Anche la Befana… finisce in Cassazione

aprile 23, 2016

I diversi i “casi” in cui la magistratura si è occupata del reato di ingiuria e di sanzioni disciplinari a carico di chi ha utilizzato la parola Befana

di Marina Crisafi – Anche se ogni anno, appende milioni di calze ricche di prelibatezze o di doni (ma anche carbone per i meno buoni), non c’è forse figura più “bistrattata” della povera Befana! Tanto che chiamare così qualcuno può costare molto caro.

In una sentenza di qualche tempo fa (n. 2597/2013), la Cassazione ha confermato la condanna per il reato di molestie nei confronti di una donna che aveva inviato due sms offensivi al telefono cellulare della cognata,dandole della befana.

In realtà, i messaggi contenevano anche altri meno “simpatici” epiteti oltre alla rivelazione delle “corna” del marito, ma per gli Ermellini è il complessivo tenore dei messaggi a far ritenere integrato il reato, per aver arrecato molestia e disturbo alla persona offesa.

befanaNon regge la tesi difensiva della donna, che sosteneva la non punibilità del fatto contestato poiché non era ravvisabile alcuna lesione dell’ordine pubblico, bene giuridico tutelato dalla norma di cui all’art. 660 c.p.

Per il Palazzaccio, infatti, il reato contestato “punisce chiunque, in luogo pubblico o aperto al pubblico, ovvero con il mezzo del telefono, per petulanza o altro biasimevole motivo, reca a taluno molestia o disturbo”. Inoltre si tratta di fattispecie plurioffensiva,perché protegge, oltre la tranquillità della persona offesa, anche l’ordine pubblico, il quale, però “è sufficiente, per la sussistenza del reato, che sia messo solo in pericolo per la possibile reazione della parte offesa”.

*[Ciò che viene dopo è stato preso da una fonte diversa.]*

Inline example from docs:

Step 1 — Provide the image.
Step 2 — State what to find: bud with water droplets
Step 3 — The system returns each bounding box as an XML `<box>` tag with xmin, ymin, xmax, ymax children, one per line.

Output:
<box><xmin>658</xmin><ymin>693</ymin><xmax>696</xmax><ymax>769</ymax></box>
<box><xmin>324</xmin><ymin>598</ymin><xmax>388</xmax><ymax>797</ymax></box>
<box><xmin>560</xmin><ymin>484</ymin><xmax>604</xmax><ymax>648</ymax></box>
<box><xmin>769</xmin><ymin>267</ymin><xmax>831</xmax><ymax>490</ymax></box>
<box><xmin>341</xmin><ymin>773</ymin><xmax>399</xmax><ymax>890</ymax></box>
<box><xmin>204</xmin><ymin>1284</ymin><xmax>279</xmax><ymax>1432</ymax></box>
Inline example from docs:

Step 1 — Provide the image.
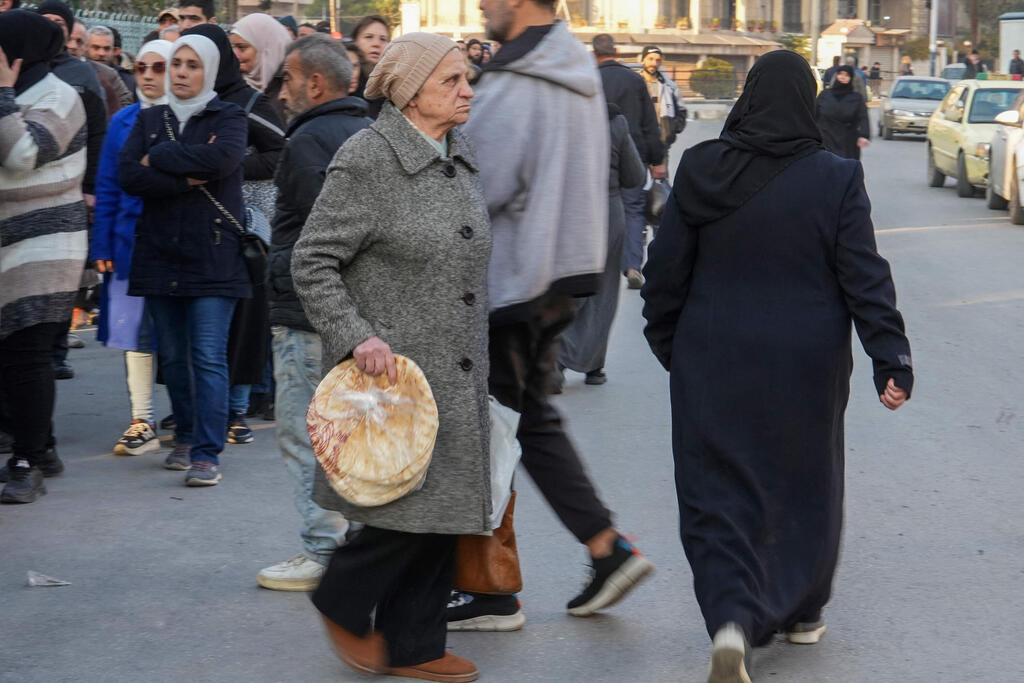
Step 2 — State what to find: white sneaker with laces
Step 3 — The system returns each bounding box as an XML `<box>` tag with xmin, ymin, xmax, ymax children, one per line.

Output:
<box><xmin>257</xmin><ymin>554</ymin><xmax>325</xmax><ymax>591</ymax></box>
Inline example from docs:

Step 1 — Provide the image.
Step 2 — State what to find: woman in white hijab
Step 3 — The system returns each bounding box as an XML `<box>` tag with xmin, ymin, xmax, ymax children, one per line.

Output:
<box><xmin>229</xmin><ymin>13</ymin><xmax>291</xmax><ymax>102</ymax></box>
<box><xmin>118</xmin><ymin>33</ymin><xmax>250</xmax><ymax>488</ymax></box>
<box><xmin>92</xmin><ymin>39</ymin><xmax>174</xmax><ymax>458</ymax></box>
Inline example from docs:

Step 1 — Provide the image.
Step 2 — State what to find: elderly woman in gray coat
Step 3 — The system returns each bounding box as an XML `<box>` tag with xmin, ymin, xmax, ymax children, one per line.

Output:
<box><xmin>291</xmin><ymin>33</ymin><xmax>489</xmax><ymax>683</ymax></box>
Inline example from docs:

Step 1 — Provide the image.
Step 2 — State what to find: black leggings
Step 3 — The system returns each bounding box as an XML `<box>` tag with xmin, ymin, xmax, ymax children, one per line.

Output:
<box><xmin>312</xmin><ymin>526</ymin><xmax>456</xmax><ymax>668</ymax></box>
<box><xmin>0</xmin><ymin>322</ymin><xmax>63</xmax><ymax>467</ymax></box>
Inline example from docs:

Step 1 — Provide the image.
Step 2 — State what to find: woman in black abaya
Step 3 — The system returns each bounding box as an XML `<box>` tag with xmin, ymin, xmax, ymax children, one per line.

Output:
<box><xmin>642</xmin><ymin>50</ymin><xmax>913</xmax><ymax>683</ymax></box>
<box><xmin>816</xmin><ymin>64</ymin><xmax>870</xmax><ymax>160</ymax></box>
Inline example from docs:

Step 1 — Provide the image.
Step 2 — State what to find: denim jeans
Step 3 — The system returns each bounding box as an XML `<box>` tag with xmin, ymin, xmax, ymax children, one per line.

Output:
<box><xmin>148</xmin><ymin>296</ymin><xmax>237</xmax><ymax>464</ymax></box>
<box><xmin>620</xmin><ymin>185</ymin><xmax>648</xmax><ymax>273</ymax></box>
<box><xmin>229</xmin><ymin>384</ymin><xmax>251</xmax><ymax>415</ymax></box>
<box><xmin>271</xmin><ymin>325</ymin><xmax>349</xmax><ymax>563</ymax></box>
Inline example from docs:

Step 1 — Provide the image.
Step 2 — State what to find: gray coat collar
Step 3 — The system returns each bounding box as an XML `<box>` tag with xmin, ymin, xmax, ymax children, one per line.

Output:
<box><xmin>371</xmin><ymin>101</ymin><xmax>478</xmax><ymax>175</ymax></box>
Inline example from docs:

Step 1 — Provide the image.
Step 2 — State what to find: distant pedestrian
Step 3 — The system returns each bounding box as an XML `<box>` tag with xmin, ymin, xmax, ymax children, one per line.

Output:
<box><xmin>350</xmin><ymin>14</ymin><xmax>389</xmax><ymax>118</ymax></box>
<box><xmin>293</xmin><ymin>32</ymin><xmax>489</xmax><ymax>682</ymax></box>
<box><xmin>558</xmin><ymin>103</ymin><xmax>645</xmax><ymax>387</ymax></box>
<box><xmin>297</xmin><ymin>22</ymin><xmax>316</xmax><ymax>37</ymax></box>
<box><xmin>868</xmin><ymin>60</ymin><xmax>882</xmax><ymax>93</ymax></box>
<box><xmin>964</xmin><ymin>49</ymin><xmax>986</xmax><ymax>79</ymax></box>
<box><xmin>1010</xmin><ymin>49</ymin><xmax>1023</xmax><ymax>75</ymax></box>
<box><xmin>118</xmin><ymin>33</ymin><xmax>249</xmax><ymax>487</ymax></box>
<box><xmin>256</xmin><ymin>33</ymin><xmax>370</xmax><ymax>593</ymax></box>
<box><xmin>0</xmin><ymin>9</ymin><xmax>87</xmax><ymax>503</ymax></box>
<box><xmin>816</xmin><ymin>65</ymin><xmax>870</xmax><ymax>160</ymax></box>
<box><xmin>591</xmin><ymin>33</ymin><xmax>664</xmax><ymax>291</ymax></box>
<box><xmin>642</xmin><ymin>49</ymin><xmax>912</xmax><ymax>682</ymax></box>
<box><xmin>466</xmin><ymin>38</ymin><xmax>483</xmax><ymax>66</ymax></box>
<box><xmin>91</xmin><ymin>39</ymin><xmax>174</xmax><ymax>457</ymax></box>
<box><xmin>823</xmin><ymin>54</ymin><xmax>840</xmax><ymax>85</ymax></box>
<box><xmin>900</xmin><ymin>56</ymin><xmax>914</xmax><ymax>75</ymax></box>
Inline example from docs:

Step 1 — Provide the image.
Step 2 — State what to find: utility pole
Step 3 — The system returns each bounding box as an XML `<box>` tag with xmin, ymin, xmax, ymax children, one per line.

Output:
<box><xmin>929</xmin><ymin>0</ymin><xmax>938</xmax><ymax>76</ymax></box>
<box><xmin>809</xmin><ymin>0</ymin><xmax>820</xmax><ymax>68</ymax></box>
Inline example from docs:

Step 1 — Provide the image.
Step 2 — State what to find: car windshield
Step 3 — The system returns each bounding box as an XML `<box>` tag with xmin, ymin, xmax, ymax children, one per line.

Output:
<box><xmin>942</xmin><ymin>65</ymin><xmax>966</xmax><ymax>79</ymax></box>
<box><xmin>891</xmin><ymin>80</ymin><xmax>950</xmax><ymax>100</ymax></box>
<box><xmin>968</xmin><ymin>89</ymin><xmax>1021</xmax><ymax>123</ymax></box>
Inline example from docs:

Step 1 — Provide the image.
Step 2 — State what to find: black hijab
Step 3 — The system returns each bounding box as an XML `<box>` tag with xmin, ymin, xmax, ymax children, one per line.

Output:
<box><xmin>673</xmin><ymin>49</ymin><xmax>823</xmax><ymax>226</ymax></box>
<box><xmin>0</xmin><ymin>10</ymin><xmax>65</xmax><ymax>95</ymax></box>
<box><xmin>830</xmin><ymin>65</ymin><xmax>855</xmax><ymax>95</ymax></box>
<box><xmin>181</xmin><ymin>23</ymin><xmax>244</xmax><ymax>95</ymax></box>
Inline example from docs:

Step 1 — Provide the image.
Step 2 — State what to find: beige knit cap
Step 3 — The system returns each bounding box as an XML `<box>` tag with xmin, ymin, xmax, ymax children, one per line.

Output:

E non vi è dubbio, hanno ritenuto i giudici di piazza Cavour condannando l’autrice degli sms, che gli stessi fossero idonei sia a molestare che a disturbare, alterandone la tranquillità, la povera cognata.

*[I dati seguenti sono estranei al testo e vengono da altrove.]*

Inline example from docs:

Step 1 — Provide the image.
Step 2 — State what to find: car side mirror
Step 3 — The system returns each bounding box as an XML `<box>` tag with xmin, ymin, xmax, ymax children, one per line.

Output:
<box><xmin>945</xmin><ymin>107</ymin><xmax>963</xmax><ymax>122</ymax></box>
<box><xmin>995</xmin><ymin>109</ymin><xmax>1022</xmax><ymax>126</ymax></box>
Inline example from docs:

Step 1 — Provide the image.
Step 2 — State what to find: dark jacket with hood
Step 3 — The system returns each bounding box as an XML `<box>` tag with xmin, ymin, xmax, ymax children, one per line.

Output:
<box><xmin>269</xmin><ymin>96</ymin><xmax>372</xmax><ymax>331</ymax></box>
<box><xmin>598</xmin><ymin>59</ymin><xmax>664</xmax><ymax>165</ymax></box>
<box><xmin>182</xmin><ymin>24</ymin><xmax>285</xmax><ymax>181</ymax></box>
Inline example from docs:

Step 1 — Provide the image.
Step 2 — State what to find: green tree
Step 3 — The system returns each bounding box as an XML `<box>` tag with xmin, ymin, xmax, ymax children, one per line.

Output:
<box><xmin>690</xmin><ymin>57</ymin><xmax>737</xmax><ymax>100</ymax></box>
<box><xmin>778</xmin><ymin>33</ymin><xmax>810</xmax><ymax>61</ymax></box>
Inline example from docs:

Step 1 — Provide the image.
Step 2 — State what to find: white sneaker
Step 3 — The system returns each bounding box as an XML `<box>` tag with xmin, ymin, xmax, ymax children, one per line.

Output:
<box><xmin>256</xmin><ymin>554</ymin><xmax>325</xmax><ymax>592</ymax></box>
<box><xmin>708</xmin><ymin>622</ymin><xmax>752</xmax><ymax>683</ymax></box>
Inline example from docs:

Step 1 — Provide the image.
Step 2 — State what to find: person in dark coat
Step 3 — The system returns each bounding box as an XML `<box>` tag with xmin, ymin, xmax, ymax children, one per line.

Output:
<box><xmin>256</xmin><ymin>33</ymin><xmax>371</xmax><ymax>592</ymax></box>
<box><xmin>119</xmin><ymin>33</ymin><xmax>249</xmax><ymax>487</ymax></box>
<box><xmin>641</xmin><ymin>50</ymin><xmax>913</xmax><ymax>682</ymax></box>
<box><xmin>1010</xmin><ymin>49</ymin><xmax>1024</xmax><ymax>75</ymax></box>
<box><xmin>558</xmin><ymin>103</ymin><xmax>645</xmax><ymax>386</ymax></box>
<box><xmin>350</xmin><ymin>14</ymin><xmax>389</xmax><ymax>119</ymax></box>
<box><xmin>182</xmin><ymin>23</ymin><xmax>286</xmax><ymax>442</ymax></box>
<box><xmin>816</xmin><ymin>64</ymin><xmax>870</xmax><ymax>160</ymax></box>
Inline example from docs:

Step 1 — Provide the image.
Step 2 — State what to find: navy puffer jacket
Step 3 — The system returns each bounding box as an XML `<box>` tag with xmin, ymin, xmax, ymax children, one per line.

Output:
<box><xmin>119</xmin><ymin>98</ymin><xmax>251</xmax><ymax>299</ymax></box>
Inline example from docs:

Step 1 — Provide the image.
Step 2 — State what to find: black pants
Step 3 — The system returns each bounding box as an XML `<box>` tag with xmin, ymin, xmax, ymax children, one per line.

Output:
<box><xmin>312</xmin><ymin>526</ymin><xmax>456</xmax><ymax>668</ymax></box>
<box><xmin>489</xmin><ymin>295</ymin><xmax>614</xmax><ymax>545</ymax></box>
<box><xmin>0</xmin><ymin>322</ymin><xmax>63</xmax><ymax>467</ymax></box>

In un’altra vicenda di qualche anno fa, il Tribunale di S. Maria Capua Vetere (sentenza n. 1642/2009), ha ritenuto responsabile per il reato di ingiuria un uomo che, separatosi dalla moglie, figlia della persona offesa, ogni qualvolta si ritrovava ad avere contatti con l’ex suocera (visto che la moglie era andata ad abitare presso la madre), “non perdeva occasione” per offenderla, chiamandola, tra gli altri insulti, anche befana. Per il Tribunale le frasi ingiuriose, sono “tali da offendere l’onore e il decoro della stessa, beni della personalità morale e sociale dell’individuo oggetto di una specifica tutela da parte dell’ordinamento giuridico e che meritano, pertanto, il massimo rispetto da parte di tutti i consociati“.

Rimanendo al di fuori del versante penale, l’appellativo di befana ha meritato anche l’interesse dei giudici amministrativi.

In una recente sentenza, la n. 839/2015, il Tar di Catania è stato chiamato a decidere sull’annullamento della sanzione disciplinare del rimprovero irrogata a un carabiniere, per aver pronunciato, mentre era impegnato in posto di controllo sulla pubblica via, il termine “befana” nei confronti di una privata cittadina, giudizio ritenuto lesivo della dignità della stessa che dava luogo persino a rimostranze non degenerate soltanto grazie all’intervento del capopattuglia.

A nulla sono valse anche in tal caso le tesi difensive del militare che negava risolutamente il tutto. Il Tar infatti ha rigettato il ricorso.

Per cui, morale della favola, prima di dare della Befana a qualcuno, meglio pensarci due volte!